Senior advisors in the Obama administration did not sugar-coat the brutal conquest by Republicans on midterm election night, with the GOP projected to take control of the Senate for the first time since 2006. The president is described by his staff as clear-eyed and realistic about not only the results, but also the reality of a fortified House Republican majority and new Senate majority at odds with his party.
Mr. Obama phoned many GOP victors on election night Tuesday. The GOP has picked up four key Senate seats previous held by Democrats: Iowa, Colorado, North Carolina and Arkansas. Republicans also gained three more Senate seats-as expected-in Montana, South Dakota and West Virginia, and have held onto two key seats in Kansas and Georgia. That well surpasses the six pick-ups needed to secure control of the upper chamber.
The president is still trying to reach likely new Senate Majority Leader Mitch McConnell, R-Kentucky. He defeated his Democratic challenger, Kentucky Secretary of State Alison Lundergan Grimes, who lost out on critical final-surge support from her party when she refused to state whether she supported the president in his 2012 reelection bid.
The two biggest moves awaiting Mr. Obama are naming an attorney general nominee, which could come as early as Thursday, and using executive authority to legalize or protect from deportation millions of undocumented adult workers. The immigration move is unlikely to happen before the president leaves for Asia late Saturday.

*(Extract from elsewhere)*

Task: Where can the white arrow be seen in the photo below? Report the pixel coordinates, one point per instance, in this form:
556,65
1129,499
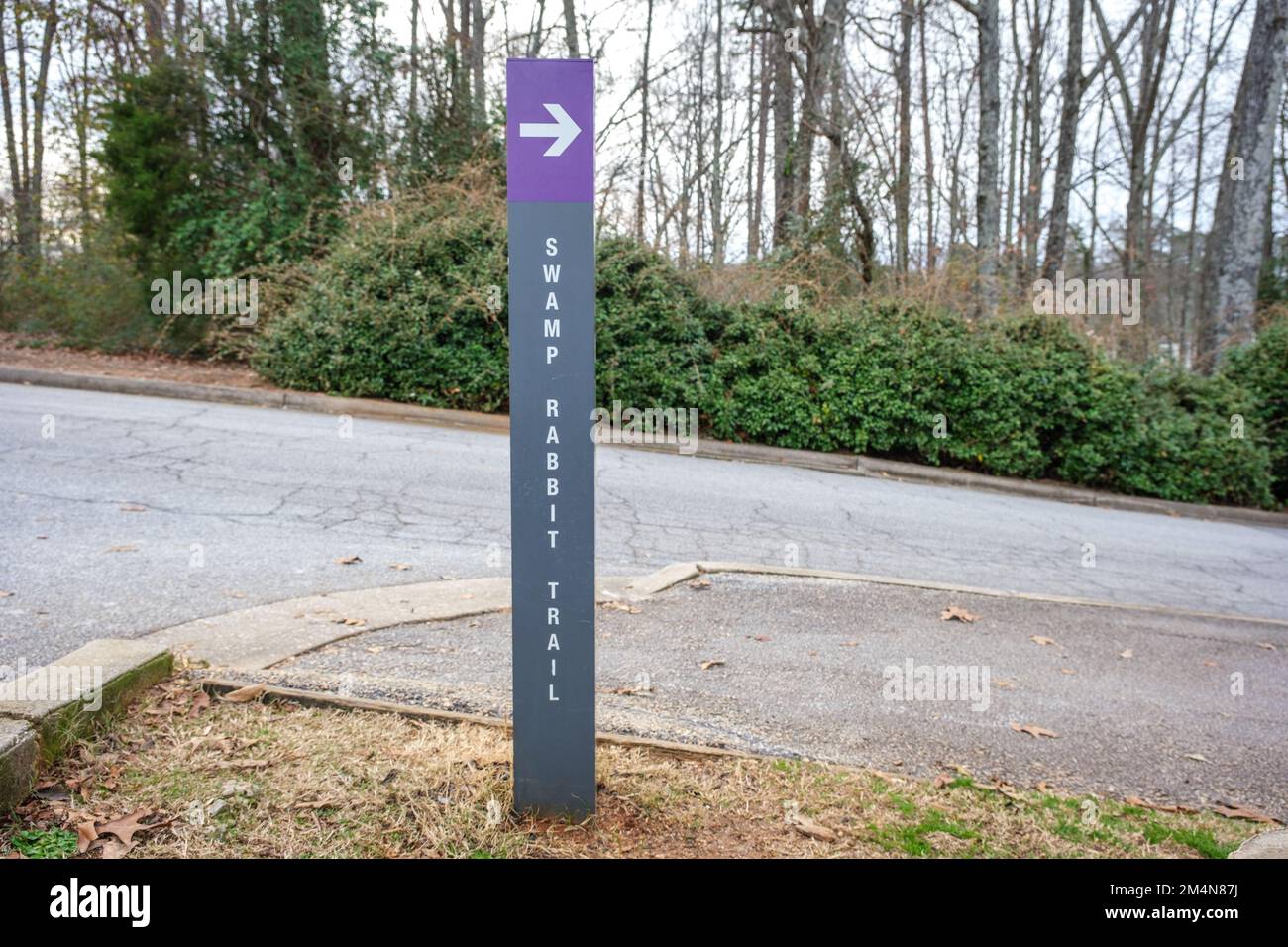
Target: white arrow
563,129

White House Chief of staff Denis McDonough has for weeks been preparing for a lame-duck session with administration staff and Cabinet members. That has involved more outreach beyond the White House to broaden the president's perspective and improve his legislative tactics. Mr. Obama has been part of this preparation and is described as eager to get to work-legislatively and with his executive authority-as the circumstances dictate.